Kids and Divorce: No Lasting Damage?
Now professor emerita at the University of Southern California, Ahrons—twice divorced herself and the mother of two adult daughters she describes as "successful and well-adjusted"—discussed her findings with PEOPLE correspondent Champ Clark.
Why study divorce?
I was a divorced mother with young children when I coined the word "divorcism." Later, in my family therapy practice, I realized it wasn't just me. My clients talked about how people assumed that because they were divorced, they had serious problems. I began to realize the kinds of stereotypes we held about divorced people.
That was in 1979. Haven't attitudes changed?
Divorce is more socially acceptable, but we still carry the myth that it destroys family and that all children are harmed by it. The message that sends to children is that you have to be messed up because your parents got a divorce. It doesn't have to be that way.
How did the grown children you interviewed feel about their parents' divorce?
Almost 80 percent felt that their parents' decision to split was a good one, that their parents were better off and that their own lives improved after the divorce as well.
Fifty percent felt that their relationships with their fathers actually got better. Sometimes after divorce, fathers spend more time with their children and assume more responsibility for child care than before. Also, for some kids the marriage was worse than the divorce, especially if it was high-conflict. Those kids felt some relief from the stress.

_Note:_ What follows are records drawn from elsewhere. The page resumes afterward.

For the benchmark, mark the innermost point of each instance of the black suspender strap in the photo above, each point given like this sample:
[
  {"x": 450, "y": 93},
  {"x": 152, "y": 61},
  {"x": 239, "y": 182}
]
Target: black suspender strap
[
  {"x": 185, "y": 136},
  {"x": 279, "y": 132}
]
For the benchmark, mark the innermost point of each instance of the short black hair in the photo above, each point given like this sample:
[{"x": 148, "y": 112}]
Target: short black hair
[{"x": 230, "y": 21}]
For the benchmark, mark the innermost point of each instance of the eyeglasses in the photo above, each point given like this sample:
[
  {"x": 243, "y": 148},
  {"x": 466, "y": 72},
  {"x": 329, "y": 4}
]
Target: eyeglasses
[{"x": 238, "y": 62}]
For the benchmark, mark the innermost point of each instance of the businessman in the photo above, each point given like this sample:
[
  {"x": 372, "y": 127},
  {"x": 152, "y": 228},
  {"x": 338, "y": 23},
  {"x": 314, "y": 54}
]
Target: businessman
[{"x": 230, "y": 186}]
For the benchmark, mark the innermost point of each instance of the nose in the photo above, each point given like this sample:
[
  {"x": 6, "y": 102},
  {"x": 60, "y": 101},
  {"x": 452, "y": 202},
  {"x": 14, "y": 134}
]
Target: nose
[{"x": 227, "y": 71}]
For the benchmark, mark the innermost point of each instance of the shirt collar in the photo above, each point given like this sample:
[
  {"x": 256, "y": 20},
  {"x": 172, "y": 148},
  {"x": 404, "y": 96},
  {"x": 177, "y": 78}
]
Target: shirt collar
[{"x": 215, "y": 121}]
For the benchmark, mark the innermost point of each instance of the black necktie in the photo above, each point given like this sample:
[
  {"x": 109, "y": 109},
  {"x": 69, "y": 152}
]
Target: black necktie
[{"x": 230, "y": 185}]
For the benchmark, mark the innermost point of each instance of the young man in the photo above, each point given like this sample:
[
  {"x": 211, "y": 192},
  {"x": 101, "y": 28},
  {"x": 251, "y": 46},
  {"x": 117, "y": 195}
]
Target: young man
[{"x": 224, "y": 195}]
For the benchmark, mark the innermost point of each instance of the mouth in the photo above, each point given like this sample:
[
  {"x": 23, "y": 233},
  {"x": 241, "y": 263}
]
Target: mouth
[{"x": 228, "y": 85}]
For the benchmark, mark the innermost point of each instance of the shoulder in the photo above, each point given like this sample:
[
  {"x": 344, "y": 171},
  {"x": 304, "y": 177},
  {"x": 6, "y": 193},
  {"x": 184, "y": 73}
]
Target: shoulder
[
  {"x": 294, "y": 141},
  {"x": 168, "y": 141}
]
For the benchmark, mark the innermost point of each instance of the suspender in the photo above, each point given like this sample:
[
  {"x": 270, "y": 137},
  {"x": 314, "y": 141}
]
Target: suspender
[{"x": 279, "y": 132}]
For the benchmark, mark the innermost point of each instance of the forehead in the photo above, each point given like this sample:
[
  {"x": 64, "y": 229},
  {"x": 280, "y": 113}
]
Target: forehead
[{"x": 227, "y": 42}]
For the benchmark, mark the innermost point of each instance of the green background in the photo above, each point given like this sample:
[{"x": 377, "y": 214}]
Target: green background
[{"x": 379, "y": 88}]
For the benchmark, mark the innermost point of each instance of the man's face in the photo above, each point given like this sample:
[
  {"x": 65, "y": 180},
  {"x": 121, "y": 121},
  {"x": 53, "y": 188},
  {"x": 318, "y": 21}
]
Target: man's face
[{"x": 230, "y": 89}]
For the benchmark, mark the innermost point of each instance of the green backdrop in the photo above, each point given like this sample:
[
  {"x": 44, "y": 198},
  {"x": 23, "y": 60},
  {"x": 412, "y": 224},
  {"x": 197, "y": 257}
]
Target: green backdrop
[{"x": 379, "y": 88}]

Did the stress ratchet up again if one parent remarried?
If they remarried too quickly or married someone they were involved with during the marriage who may now be blamed for the divorce, that's very hard. But the benefits can be that they end up with four loving adults in their lives, not just two. The grown children in the study speak very well about half siblings. Many of them said that this was the best thing that came out of the divorce. Some talked about "bonus moms." It's not just the evil stepmother.
How can parents make their divorce less disruptive for a child?

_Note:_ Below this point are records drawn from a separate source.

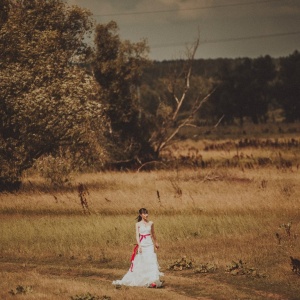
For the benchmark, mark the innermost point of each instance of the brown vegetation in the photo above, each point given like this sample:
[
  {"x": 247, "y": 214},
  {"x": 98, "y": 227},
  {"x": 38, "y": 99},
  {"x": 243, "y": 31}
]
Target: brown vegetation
[{"x": 235, "y": 227}]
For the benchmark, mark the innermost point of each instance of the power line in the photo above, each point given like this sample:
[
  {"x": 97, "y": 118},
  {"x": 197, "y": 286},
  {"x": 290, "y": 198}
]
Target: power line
[
  {"x": 185, "y": 9},
  {"x": 252, "y": 37}
]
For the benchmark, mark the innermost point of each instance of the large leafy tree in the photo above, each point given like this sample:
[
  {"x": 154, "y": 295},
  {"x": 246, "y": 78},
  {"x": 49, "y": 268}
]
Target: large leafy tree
[
  {"x": 118, "y": 66},
  {"x": 46, "y": 101}
]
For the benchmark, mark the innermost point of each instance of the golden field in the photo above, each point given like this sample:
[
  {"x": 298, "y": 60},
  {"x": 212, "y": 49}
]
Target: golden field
[{"x": 210, "y": 216}]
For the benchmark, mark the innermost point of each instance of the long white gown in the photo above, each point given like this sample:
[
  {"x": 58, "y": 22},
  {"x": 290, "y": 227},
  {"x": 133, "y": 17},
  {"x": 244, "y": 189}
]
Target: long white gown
[{"x": 144, "y": 270}]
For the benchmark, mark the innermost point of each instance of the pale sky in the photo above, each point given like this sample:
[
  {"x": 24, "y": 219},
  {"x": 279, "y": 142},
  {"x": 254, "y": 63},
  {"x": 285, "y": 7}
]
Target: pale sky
[{"x": 228, "y": 28}]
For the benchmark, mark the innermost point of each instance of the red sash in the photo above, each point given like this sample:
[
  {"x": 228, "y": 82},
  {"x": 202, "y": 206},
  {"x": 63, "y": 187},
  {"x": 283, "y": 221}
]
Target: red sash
[{"x": 135, "y": 249}]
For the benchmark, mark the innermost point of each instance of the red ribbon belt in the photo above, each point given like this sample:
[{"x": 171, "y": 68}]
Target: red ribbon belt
[{"x": 135, "y": 249}]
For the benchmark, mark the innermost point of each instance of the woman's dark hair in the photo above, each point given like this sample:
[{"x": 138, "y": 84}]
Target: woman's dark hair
[{"x": 141, "y": 211}]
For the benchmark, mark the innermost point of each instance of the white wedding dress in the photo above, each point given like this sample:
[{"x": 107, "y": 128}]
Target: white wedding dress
[{"x": 144, "y": 270}]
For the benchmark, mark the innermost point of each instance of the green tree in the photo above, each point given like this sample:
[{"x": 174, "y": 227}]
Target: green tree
[
  {"x": 47, "y": 102},
  {"x": 289, "y": 87},
  {"x": 118, "y": 66}
]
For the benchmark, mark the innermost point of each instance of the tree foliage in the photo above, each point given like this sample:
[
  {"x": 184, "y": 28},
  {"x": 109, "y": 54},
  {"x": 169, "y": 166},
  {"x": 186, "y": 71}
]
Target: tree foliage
[
  {"x": 289, "y": 87},
  {"x": 118, "y": 66},
  {"x": 46, "y": 101}
]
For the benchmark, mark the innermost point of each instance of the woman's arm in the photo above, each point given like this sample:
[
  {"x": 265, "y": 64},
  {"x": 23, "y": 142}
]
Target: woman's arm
[
  {"x": 154, "y": 236},
  {"x": 137, "y": 236}
]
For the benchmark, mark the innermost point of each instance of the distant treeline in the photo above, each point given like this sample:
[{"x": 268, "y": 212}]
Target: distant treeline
[{"x": 245, "y": 88}]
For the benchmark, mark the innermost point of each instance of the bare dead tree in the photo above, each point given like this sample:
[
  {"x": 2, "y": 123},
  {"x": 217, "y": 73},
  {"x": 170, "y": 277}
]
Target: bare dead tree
[{"x": 171, "y": 124}]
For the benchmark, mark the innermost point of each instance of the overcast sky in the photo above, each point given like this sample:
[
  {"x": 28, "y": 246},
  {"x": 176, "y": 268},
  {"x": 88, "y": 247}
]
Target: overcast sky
[{"x": 228, "y": 28}]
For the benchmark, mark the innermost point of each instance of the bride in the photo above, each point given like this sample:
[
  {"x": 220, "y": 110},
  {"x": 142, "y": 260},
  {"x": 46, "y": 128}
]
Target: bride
[{"x": 144, "y": 269}]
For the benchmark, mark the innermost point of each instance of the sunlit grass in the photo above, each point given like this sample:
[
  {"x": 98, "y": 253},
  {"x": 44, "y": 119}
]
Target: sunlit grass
[{"x": 209, "y": 215}]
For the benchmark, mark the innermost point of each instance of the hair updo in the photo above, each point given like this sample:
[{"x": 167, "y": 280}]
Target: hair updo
[{"x": 141, "y": 211}]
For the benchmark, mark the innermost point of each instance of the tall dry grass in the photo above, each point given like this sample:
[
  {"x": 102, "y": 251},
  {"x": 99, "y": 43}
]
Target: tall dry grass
[{"x": 212, "y": 215}]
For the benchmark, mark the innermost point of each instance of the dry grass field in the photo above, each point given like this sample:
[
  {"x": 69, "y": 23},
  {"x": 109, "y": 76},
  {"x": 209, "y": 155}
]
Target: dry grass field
[{"x": 234, "y": 229}]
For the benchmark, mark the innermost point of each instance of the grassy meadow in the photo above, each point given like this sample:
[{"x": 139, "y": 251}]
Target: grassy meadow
[{"x": 235, "y": 224}]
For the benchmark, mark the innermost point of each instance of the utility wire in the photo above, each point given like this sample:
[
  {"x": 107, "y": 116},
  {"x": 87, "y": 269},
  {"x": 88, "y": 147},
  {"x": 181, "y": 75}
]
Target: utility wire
[
  {"x": 252, "y": 37},
  {"x": 185, "y": 9}
]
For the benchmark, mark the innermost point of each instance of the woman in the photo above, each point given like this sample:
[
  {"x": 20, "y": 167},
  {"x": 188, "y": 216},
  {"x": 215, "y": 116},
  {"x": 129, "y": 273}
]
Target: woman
[{"x": 144, "y": 269}]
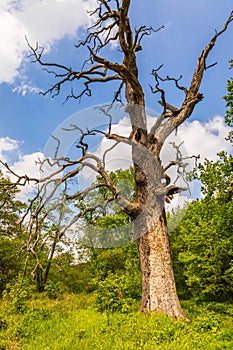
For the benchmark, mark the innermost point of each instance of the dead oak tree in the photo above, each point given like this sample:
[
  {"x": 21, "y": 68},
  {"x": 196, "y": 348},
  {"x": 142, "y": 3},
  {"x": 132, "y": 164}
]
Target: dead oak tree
[{"x": 152, "y": 183}]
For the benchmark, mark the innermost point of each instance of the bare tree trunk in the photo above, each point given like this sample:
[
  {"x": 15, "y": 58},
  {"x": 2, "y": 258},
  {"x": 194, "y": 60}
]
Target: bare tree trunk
[{"x": 158, "y": 284}]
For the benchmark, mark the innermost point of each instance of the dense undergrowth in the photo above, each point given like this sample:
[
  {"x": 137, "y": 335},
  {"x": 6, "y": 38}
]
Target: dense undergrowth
[{"x": 72, "y": 323}]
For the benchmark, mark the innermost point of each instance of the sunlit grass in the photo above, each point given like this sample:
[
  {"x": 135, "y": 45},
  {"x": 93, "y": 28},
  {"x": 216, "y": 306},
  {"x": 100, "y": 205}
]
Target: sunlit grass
[{"x": 73, "y": 323}]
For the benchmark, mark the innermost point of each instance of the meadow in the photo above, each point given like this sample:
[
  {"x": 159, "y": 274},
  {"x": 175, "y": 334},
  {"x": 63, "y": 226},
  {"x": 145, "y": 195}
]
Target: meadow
[{"x": 72, "y": 322}]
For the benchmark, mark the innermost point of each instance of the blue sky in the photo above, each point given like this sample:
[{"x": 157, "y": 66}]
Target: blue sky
[{"x": 28, "y": 119}]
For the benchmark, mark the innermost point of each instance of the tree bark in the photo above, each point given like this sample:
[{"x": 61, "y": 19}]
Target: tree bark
[{"x": 158, "y": 284}]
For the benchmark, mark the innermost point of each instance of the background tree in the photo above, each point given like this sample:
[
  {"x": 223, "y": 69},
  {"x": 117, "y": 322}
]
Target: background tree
[
  {"x": 146, "y": 210},
  {"x": 11, "y": 233},
  {"x": 229, "y": 105},
  {"x": 202, "y": 243}
]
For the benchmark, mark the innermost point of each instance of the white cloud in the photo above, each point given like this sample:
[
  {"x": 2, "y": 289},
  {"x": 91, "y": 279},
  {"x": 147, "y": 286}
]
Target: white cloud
[
  {"x": 43, "y": 21},
  {"x": 20, "y": 164},
  {"x": 7, "y": 145},
  {"x": 204, "y": 138}
]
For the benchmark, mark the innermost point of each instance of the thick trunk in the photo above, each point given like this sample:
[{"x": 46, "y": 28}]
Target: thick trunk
[{"x": 158, "y": 284}]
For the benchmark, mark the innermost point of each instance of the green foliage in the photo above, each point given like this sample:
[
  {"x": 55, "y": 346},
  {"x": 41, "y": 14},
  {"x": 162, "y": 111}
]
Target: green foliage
[
  {"x": 16, "y": 294},
  {"x": 116, "y": 278},
  {"x": 202, "y": 245},
  {"x": 11, "y": 235},
  {"x": 229, "y": 104},
  {"x": 54, "y": 290},
  {"x": 66, "y": 324}
]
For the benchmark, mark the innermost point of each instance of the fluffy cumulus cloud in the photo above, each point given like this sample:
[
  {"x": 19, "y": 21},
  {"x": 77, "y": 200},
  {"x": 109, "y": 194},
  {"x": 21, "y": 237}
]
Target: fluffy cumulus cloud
[
  {"x": 197, "y": 138},
  {"x": 204, "y": 138},
  {"x": 43, "y": 21},
  {"x": 20, "y": 164}
]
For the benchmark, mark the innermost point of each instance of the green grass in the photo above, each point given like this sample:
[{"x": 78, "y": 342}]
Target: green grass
[{"x": 73, "y": 323}]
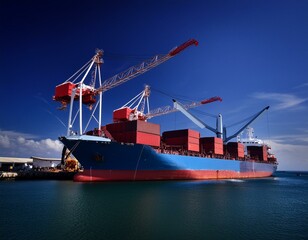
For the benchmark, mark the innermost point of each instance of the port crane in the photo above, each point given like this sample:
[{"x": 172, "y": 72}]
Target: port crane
[
  {"x": 135, "y": 108},
  {"x": 74, "y": 88},
  {"x": 220, "y": 130}
]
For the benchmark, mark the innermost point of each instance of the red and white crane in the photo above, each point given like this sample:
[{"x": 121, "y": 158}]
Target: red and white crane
[
  {"x": 135, "y": 108},
  {"x": 74, "y": 89}
]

First of all, they cannot litigate. Yes, money is always an issue, but they should try to resolve their differences more cooperatively. Second, they can remember that children want it to be acknowledged that this is a difficult thing for them. It's important to not have too many changes too soon. Third, they should see if they can find people outside the family who are safe zones for the kids-a grandparent or teacher or coach. The children I saw who survived in spite of very difficult situations had somebody outside the family.
Who in your study didn't come through divorce well?
About 20 percent of the kids did not thrive and felt like the divorce had really hurt their lives. For these kids, when I looked at their parents, more of the parents had psychological problems. There was a higher degree of alcoholism and violence in these families.
Past studies have found that children of divorce have trouble maintaining intimacy as adults. Did your subjects?
Trust and commitment issues are fairly common among young adults as a whole. Fifty percent of my subjects—who ranged in age from 21 to 52—had been married; 29 percent are divorced. That's better than the national average.
Should parents ever stay together for the sake of the children?
That's an important question. Only if you can have a reasonably satisfying life, and that's not true for most people who divorce. Some of the grown children I talked to who now know their parents better said things like, "I understand the divorce. I don't understand the marriage."